Primo tra tutti: quando ebbe luogo questa migrazione? Si articolò in una singola o in diverse ondate? Due studi recenti hanno cercato di ricostruire i frammenti di questa storia antichissima e di individuare quando nel continente americano giunse la popolazione, in che modo si diffuse, quali tracce lasciò nel patrimonio genetico dei suoi discendenti.

Una sola ondata migratoria?

In un lavoro guidato dagli scienziati del Centre for GeoGenetics dell’università di Copenaghen, e pubblicato da Science, si afferma che ci fu una migrazione iniziale, non più antica di 23.000 anni fa. La popolazione ancestrale giunta si sarebbe poi divisa in due rami distinti circa 13.000 anni fa, in coincidenza con lo scioglimento dei ghiacci e, quindi, con l’apertura di nuove strade nel territorio interno nord-americano: da una parte gli amerindi, dall'altra gli athabaska (dell’Alaska). A differenza di quanto sostenuto da altri studi, quindi, i due gruppi avevano gli antenati in comune. Ora, poiché le testimonianze più antiche dei nativi d’America non risalgono a prima di 15.000 anni fa, gli scienziati suppongono che i popoli migratori trascorsero un tempo non superiore agli 8.000 anni in Beringia prima di spingersi verso il nuovo mondo con il proprio corredo genetico siberiano.

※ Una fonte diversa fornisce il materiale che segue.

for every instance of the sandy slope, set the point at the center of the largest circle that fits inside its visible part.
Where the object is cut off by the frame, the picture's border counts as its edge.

«L’ipotesi più semplice potrebbe essere quella di una singola popolazione penetrata attraverso i ghiacciai che diede origine agli americani» sostiene anche David Reich, genetista della Harvard Medical School di Boston: nel 2012, assieme ad un gruppo di ricerca, sembrava essere giunto a questa conclusione analizzando il genoma dei membri di 52 diversi gruppi di nativi americani. Ma poi ha dovuto ricredersi.

I parenti australiani

C’è un’altra ricerca, pubblicata da Nature e guidata dallo stesso professor Reich sulla base di studi precedenti, che giunge a complicare le cose e mostra che alcuni individui appartenenti a due gruppi dell’Amazzonia sarebbero parenti più prossimi di alcuni abitanti indigeni dell’Australia, della Nuova Zelanda e delle isole Andamane piuttosto che di altre popolazioni native americane. Una scoperta che ha lasciato increduli gli stessi studiosi che hanno ripetuto più volte le indagini: pare che, tuttavia, non ci siano dubbi. Come spiegare questa inattesa e incredibile circostanza? La questione è ancora aperta, anche se gli scienziati hanno avanzato qualche ipotesi.

Popolazione fantasma

È probabile che ci fu un’ulteriore ondata migratoria, presumibilmente intorno a 15.000 anni fa, che portò una popolazione a disperdersi ampiamente in America settentrionale e, eventualmente, ad essere cacciata dagli altri gruppi di nativi americani, sostengono gli studiosi. I più remoti antenati degli australiani, quindi, avrebbero attraversato il ponte di terre dello stretto di Bering: tali antenati erano parte di quegli uomini che un tempo vivevano in tutta l'Asia, una "popolazione fantasma" che il gruppo di ricerca ha chiamato "popolazione Y". La popolazione Y avrebbe raggiunto l'America poco prima o nello stesso periodo in cui giunsero i primi americani, circa 15.000 anni fa.

Ma c'è anche chi pensa, come il professor Rasmus Nielsen della University of California, Berkley, autore del paper pubblicato da Science, che questa popolazione australiana sarebbe giunta attraverso l'Oceano Pacifico, circa 8.000 anni fa. Saranno soltanto indagini ulteriori che, forse, potranno chiarire il mistero.